Certes, comme je le répète souvent à l'occasion de stages de formation, ce processus n'est pas une potion magique qui transforme la violence en non violence par des mots, il invite davantage à entrer dans un chemin avec un questionnement permanent sur soi : "Là, dans cette situation, qu'est ce que tu peux te dire à toi même et dire à l'autre pour sortir du rapport de forces, de l'impasse ?" (3).
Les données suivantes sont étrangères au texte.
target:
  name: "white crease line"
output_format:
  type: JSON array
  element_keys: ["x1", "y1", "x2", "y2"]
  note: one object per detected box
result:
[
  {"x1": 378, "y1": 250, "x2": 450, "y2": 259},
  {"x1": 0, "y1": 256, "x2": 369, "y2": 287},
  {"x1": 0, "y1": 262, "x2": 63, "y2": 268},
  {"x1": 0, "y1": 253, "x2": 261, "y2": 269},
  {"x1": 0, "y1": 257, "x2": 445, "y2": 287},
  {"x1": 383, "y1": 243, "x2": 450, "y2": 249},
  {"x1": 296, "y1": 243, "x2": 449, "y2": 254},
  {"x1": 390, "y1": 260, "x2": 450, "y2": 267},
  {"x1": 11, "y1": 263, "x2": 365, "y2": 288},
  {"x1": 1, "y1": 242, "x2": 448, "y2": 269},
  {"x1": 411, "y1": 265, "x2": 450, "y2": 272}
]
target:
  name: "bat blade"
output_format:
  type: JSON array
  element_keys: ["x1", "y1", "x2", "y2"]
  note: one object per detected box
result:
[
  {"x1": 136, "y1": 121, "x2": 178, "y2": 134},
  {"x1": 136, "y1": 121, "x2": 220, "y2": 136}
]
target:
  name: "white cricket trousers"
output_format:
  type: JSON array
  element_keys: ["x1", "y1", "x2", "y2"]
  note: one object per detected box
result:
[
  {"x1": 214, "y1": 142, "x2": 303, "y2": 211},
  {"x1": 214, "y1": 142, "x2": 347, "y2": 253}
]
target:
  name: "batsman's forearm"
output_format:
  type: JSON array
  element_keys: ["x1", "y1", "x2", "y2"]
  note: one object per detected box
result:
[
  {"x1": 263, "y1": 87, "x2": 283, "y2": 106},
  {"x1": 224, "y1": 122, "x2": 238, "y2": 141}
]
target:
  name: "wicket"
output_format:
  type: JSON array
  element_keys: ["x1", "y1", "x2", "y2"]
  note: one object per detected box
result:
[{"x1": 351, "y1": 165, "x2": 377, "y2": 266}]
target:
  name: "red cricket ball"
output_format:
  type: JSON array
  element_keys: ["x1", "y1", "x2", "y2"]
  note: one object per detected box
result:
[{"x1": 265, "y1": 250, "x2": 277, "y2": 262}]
Enfin, j'ai eu l'occasion de vivre un stage il y a plusieurs années avec Marshall et j'ai été frappé par deux traits de sa personnalité. Sa grande humilité. Fondateur du centre mondial de la non violence aux Etats Unis, il a parcouru plus de trente pays pour faire connaitre ce processus dont des pays en guerre. Il a même initié un stage en Suisse associant palestiniens et israêliens ! Avec une guitare, devant 400 personnes réunies à l'Unesco, il a aéré son propos avec des chansons...alors qu'il ne se dit pas artiste ! Son sens aigû de la bienveillance pour aller chercher le meilleur chez l'autre. En effet, le premier pas décisif sur ce chemin, c'est de "concentrer notre attention là où nous avons le plus de chances de trouver ce que nous cherchons".
(1) Les mots sont des fenêtres ou des murs, initiation à la communication non violence. Edition La découverte.
(2) voir explication du symbole dans l'article sur ce blog " L'empathie une valeur qui remonte par temps de crise"
(3) Développer des relations de coopération en milieu professionnel, sortir des rapports de force. Michel BERNARD. Edition chronique sociale.